3. Temporary Marking Server
The solution we propose assumes the existence of a temporary marking server. The tagging server retrieves hashes of list items to be tagged with time stamps and broadcasts the hash as it is in a newspaper or in Usenet [2-5] post. A time stamp proves that the data existed at a certain time in order to be able to access the hash. Each timestamp places the previous timestamp in its hash, thus creating a string in which each additional timestamp amplifies the ones before it.
4. Proof Of The Work Carried Out
In order to implement the model of a distributed time server marking on a peer-to-peer network, we will have to use a system of proof of work done, similar to the Hashcash system proposed by Adam Back, and not the model of a newspaper or posts of the Usenet forum. The proof of the work carried out assumes the search for a value beginning with a specified number of zero bits, as is the case with SHA-256. The average workload required increases exponentially with the number of zero bits and can be verified by performing a single hash.
For the purposes of our network based on the time model of the coding server, we use the proof of work system in which we increase the value of the one-time number coding the encrypted message (the so-called nonce), until the moment of finding a value that gives the required zero bits to the hash block belonging to it. Once the computing power of the processors has been extended to meet the requirements of proof of work done, the block can no longer be changed without doing the same job again. Because they attach another block to the string after a specific block, trying to change a specific block would involve changing all blocks following it.

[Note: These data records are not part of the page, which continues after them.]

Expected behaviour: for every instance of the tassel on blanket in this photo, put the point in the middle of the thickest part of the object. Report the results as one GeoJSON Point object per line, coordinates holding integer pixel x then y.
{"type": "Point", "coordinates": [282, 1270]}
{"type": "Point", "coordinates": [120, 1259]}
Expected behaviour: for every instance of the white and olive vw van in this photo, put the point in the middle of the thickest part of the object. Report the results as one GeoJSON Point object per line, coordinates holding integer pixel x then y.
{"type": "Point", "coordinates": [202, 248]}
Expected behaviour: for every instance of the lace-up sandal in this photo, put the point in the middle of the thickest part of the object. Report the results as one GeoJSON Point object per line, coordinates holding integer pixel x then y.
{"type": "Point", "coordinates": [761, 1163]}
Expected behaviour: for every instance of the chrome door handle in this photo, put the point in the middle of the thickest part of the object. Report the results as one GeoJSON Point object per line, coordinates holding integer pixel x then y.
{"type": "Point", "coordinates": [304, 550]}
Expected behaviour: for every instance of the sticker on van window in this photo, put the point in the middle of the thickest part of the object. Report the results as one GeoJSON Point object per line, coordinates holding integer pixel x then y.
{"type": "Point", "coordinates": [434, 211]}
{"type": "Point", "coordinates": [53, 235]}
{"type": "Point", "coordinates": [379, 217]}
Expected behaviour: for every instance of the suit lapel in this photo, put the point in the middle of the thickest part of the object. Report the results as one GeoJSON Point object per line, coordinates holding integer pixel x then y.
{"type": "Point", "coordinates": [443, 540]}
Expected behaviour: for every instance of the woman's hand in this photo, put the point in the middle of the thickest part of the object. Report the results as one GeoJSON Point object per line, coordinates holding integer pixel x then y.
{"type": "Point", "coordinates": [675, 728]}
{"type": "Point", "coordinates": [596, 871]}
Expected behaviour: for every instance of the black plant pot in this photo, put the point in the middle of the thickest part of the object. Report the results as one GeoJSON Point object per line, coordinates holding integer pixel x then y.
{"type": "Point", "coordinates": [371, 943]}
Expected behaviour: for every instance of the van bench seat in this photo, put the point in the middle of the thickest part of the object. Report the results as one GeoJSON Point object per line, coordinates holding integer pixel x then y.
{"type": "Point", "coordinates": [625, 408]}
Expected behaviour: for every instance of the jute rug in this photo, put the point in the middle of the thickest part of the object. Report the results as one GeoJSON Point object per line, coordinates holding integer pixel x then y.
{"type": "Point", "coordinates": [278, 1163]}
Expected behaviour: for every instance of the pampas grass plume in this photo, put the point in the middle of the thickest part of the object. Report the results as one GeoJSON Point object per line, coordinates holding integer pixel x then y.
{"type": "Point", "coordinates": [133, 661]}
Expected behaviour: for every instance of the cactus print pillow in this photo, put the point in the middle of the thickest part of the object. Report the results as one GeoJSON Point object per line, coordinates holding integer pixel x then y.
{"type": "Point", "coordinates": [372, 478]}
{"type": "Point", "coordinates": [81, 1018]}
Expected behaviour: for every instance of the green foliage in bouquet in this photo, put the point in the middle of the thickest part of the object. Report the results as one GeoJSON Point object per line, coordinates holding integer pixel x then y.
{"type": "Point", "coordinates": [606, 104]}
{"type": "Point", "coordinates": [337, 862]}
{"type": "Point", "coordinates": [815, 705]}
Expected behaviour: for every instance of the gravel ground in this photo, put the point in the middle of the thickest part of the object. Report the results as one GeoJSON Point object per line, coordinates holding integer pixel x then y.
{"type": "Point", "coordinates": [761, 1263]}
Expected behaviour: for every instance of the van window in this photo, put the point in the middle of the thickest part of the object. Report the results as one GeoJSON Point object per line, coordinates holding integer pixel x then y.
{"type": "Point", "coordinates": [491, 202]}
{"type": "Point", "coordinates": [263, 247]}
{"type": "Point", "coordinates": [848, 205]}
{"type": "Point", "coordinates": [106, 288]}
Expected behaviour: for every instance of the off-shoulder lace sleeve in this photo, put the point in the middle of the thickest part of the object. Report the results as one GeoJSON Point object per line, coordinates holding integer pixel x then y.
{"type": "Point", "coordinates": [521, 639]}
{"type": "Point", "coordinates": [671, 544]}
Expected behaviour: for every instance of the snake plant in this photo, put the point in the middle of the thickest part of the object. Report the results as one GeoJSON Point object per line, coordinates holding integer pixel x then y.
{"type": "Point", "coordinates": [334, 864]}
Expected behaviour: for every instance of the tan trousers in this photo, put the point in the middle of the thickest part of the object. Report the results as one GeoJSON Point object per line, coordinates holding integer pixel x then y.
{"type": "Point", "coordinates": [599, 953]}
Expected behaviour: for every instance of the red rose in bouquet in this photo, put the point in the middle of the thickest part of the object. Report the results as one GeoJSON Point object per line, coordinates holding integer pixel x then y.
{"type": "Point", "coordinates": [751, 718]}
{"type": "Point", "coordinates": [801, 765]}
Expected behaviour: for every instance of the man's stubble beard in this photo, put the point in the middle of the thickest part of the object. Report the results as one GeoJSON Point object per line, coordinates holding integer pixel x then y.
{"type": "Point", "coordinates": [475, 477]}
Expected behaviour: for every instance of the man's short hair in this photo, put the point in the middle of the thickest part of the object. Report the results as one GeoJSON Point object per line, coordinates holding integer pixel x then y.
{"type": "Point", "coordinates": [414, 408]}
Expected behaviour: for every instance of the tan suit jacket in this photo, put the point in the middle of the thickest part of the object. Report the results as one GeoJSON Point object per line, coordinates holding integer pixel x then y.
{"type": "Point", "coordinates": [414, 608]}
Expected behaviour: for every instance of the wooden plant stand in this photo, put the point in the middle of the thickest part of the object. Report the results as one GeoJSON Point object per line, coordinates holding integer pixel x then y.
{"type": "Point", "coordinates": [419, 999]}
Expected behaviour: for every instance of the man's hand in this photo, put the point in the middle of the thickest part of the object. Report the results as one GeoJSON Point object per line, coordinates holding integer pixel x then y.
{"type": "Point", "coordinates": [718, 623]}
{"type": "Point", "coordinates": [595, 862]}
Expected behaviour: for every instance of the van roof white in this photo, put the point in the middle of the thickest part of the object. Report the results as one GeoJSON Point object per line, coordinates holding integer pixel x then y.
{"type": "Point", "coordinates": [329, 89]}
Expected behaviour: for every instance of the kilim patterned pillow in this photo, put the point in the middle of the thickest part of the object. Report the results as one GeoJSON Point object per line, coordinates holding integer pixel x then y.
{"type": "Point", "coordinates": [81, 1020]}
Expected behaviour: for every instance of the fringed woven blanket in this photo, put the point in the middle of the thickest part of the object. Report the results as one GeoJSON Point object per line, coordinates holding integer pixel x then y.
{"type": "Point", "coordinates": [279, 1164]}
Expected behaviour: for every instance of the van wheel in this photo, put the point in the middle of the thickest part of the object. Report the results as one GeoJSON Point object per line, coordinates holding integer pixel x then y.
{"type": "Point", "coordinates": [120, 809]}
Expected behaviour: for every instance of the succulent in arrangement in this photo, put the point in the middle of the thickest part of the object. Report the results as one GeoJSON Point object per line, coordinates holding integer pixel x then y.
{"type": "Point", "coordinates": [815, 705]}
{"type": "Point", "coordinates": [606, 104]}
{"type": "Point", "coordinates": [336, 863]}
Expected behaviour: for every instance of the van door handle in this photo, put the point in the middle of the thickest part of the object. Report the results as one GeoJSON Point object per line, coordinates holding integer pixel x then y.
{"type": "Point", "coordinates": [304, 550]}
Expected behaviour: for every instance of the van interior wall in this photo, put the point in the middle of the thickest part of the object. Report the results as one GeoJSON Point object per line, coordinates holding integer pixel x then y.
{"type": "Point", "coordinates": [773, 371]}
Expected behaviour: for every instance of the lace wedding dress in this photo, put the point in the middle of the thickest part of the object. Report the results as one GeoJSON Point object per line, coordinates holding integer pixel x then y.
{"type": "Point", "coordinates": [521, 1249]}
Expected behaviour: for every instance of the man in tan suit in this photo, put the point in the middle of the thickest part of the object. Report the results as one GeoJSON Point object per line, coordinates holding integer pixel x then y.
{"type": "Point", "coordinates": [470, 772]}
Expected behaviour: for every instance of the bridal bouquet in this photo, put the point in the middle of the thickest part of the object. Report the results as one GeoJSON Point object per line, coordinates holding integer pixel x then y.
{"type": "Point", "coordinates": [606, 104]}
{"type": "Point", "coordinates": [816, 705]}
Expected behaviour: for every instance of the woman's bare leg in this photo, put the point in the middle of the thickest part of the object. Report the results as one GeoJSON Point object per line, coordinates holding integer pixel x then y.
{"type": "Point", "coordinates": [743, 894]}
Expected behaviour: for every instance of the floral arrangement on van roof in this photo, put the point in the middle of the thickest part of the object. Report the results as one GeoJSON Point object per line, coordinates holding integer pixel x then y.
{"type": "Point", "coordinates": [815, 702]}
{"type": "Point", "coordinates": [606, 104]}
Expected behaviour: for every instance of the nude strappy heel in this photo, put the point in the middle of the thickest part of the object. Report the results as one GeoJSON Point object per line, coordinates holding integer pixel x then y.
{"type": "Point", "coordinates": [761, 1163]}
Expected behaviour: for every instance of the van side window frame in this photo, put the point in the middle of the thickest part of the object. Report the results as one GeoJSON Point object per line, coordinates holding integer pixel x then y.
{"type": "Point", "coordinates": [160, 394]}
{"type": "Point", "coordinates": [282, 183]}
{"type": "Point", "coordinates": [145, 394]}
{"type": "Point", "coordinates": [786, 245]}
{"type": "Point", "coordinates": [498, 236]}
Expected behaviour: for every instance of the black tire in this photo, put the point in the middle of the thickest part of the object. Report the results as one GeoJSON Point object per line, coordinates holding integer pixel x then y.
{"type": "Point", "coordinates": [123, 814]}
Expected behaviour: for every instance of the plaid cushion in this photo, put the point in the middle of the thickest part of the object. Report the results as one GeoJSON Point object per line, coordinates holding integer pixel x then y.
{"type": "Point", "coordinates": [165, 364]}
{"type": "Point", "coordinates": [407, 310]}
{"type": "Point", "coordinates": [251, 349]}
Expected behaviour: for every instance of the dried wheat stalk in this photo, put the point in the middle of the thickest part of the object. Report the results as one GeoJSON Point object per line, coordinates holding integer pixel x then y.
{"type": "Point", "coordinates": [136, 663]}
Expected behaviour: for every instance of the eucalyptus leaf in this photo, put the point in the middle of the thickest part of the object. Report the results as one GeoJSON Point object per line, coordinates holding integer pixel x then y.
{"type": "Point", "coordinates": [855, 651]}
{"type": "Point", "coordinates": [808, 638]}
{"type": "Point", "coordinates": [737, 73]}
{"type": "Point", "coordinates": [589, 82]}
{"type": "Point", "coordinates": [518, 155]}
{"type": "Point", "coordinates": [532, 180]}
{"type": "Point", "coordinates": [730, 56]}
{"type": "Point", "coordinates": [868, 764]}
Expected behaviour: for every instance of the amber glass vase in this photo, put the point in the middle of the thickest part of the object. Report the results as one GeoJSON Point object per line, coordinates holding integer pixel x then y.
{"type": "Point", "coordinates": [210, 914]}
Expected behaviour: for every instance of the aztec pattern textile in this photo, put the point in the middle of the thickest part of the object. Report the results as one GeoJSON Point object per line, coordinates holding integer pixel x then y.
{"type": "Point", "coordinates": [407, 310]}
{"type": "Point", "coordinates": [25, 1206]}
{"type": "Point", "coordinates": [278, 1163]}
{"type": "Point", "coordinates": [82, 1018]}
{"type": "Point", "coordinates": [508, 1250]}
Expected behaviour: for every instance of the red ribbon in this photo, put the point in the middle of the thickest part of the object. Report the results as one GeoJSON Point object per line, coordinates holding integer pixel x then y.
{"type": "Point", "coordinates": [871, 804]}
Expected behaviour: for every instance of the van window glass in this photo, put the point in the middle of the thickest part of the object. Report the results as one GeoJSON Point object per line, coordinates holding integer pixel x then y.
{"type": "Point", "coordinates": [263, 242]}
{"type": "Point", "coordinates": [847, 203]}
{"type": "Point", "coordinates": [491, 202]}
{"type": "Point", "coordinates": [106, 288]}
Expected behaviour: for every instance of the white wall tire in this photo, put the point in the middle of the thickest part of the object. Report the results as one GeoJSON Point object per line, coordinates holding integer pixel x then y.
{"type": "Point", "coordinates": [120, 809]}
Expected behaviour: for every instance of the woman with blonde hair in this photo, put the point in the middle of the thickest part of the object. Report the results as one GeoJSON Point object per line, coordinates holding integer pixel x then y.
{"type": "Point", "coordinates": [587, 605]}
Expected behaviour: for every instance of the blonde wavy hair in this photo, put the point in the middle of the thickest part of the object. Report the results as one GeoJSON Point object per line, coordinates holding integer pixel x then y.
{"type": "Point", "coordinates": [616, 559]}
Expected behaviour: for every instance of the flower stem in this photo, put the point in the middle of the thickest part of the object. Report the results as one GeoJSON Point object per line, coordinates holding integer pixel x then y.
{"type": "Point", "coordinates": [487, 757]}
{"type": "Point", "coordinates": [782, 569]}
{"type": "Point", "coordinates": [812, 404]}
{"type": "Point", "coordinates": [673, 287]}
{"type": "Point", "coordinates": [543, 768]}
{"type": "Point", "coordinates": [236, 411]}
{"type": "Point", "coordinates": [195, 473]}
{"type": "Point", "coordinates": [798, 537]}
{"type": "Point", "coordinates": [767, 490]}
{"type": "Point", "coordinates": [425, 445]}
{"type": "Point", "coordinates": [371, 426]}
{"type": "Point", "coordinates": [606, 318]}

The proof of work model also solves the problem of identifying the majority in the majority decision-making model. If the majority were based on the principle – one IP address = one voice – it could easily be challenged by anyone capable of assigning multiple IP numbers. Proof of your work is in fact a principle – one processor = one voice. The majority decision is represented by the longest chain that has invested the greatest “effort” in the work. If most computing power is controlled by “fair” nodes, the “fair” node will grow fastest, leaving potential competing nodes behind. In order to modify one of the previous blocks, the attacker would have to rework the proof of the work done by the block and all subsequent blocks, then catch up and overtake the work of the “honest” knots. In the further part of the paper we will show that the probability of catching up with the work of “honest” knots by a potential, slower attacker decreases exponentially with the addition of new blocks. In order to compensate for the continuous increase in available computing power of computer hardware and the changing interest in the operation of nodes from the perspective of time, the level of difficulty of the proof of work performed is determined by the moving average determining the number of broken blocks per hour. If these are broken too quickly, the difficulty level increases.